The top new paid and top new free lists are worth checking out too and you shouldn't forget the trending apps. Naturally, there is a built-in search and categories for the different types of apps so you don't get lost. Recommendations are also based on your location to make it even easier to spot a quality app in the new Android market.
And if by some reason, this app repository on the market isn't enough for you, you might want to check out some of the alternatives. Amazon has set up its own appstore and so has Opera, plus a few more minor app stores here and there. The available choice is one of the best parts of the open platform.
Samsung's own store called SamsungApps is also on board. There you can get some select free apps for your tablet.
Music Hub is here too. It has quite the music collection and the prices are pretty much the same as on the iTunes Store.
The Music Hub
Another interesting store is the Readers Hub. There you can purchase subscriptions (or single issues) of newspapers (PressDisplay service), magazines (Zinio service) and e-Books (Kobo service).
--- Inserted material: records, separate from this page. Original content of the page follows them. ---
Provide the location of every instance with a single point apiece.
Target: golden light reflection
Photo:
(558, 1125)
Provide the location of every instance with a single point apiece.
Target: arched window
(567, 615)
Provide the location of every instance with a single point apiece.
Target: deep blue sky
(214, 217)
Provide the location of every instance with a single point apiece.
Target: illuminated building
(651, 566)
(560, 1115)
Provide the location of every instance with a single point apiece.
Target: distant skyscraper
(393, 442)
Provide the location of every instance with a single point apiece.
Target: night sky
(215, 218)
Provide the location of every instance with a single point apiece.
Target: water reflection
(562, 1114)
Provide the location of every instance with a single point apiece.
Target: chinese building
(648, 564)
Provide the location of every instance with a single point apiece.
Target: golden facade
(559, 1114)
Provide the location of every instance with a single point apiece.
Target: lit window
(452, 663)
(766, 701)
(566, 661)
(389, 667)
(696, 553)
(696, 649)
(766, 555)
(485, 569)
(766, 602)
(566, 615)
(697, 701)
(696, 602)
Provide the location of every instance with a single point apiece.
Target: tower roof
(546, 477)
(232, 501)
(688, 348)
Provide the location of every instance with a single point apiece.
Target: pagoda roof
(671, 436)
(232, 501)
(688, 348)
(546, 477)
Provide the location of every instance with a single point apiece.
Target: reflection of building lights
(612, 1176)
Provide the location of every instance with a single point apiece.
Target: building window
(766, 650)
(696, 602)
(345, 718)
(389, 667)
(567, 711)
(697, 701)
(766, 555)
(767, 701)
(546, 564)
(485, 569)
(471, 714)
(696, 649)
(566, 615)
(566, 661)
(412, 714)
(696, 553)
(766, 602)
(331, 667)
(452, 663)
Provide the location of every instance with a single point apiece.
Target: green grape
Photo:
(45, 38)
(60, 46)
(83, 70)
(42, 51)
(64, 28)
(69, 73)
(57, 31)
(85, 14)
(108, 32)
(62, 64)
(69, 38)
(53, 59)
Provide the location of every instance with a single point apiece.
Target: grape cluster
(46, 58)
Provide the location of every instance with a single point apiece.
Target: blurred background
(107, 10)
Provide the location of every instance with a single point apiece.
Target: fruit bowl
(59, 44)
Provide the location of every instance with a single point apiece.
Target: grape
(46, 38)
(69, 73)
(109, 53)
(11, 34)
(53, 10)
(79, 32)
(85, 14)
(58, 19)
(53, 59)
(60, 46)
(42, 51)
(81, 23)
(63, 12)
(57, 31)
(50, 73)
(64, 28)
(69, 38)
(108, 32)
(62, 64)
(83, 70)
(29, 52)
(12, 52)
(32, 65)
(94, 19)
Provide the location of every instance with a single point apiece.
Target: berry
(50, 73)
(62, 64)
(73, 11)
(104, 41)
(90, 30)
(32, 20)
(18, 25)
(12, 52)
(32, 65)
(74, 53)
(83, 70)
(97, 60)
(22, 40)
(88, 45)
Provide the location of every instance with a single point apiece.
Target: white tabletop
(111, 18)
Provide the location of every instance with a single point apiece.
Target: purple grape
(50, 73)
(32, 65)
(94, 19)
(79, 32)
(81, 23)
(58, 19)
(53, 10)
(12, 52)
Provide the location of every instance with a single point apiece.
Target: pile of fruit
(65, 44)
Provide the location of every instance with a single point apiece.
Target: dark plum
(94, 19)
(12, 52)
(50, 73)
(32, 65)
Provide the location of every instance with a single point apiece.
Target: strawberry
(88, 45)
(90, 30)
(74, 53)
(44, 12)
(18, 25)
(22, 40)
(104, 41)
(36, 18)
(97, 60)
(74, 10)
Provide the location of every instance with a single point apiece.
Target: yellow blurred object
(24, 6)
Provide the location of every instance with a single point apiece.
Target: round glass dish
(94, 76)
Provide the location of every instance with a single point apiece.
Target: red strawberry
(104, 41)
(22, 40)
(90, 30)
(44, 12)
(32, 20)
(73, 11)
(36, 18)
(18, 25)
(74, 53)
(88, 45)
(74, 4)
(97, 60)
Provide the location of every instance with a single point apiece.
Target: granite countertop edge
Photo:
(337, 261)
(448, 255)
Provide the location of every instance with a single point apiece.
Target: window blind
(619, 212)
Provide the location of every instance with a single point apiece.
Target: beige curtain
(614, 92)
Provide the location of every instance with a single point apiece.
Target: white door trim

It's really comfy to have this entire functionality in a single reading app - good job, Samsung!
The Readers Hub
Entry into the realm of Android tablets can hardly get any easier than with the Samsung Galaxy Tab 2 7.0 in your hands. The tablet offers a capable hardware and solid build quality, to go with a low price tag for the entry-level model. The camera is decent, despite the small sensor, while the TouchWiz-ed Android Ice Cream Sandwich offers one of the most polished software experiences with Google's own OS.
Of course, not everything about the slate is perfect with the most notable letdown being the PLS LCD display. It is far from being the greatest around. At this price point however, expecting anything more would simply not make sense.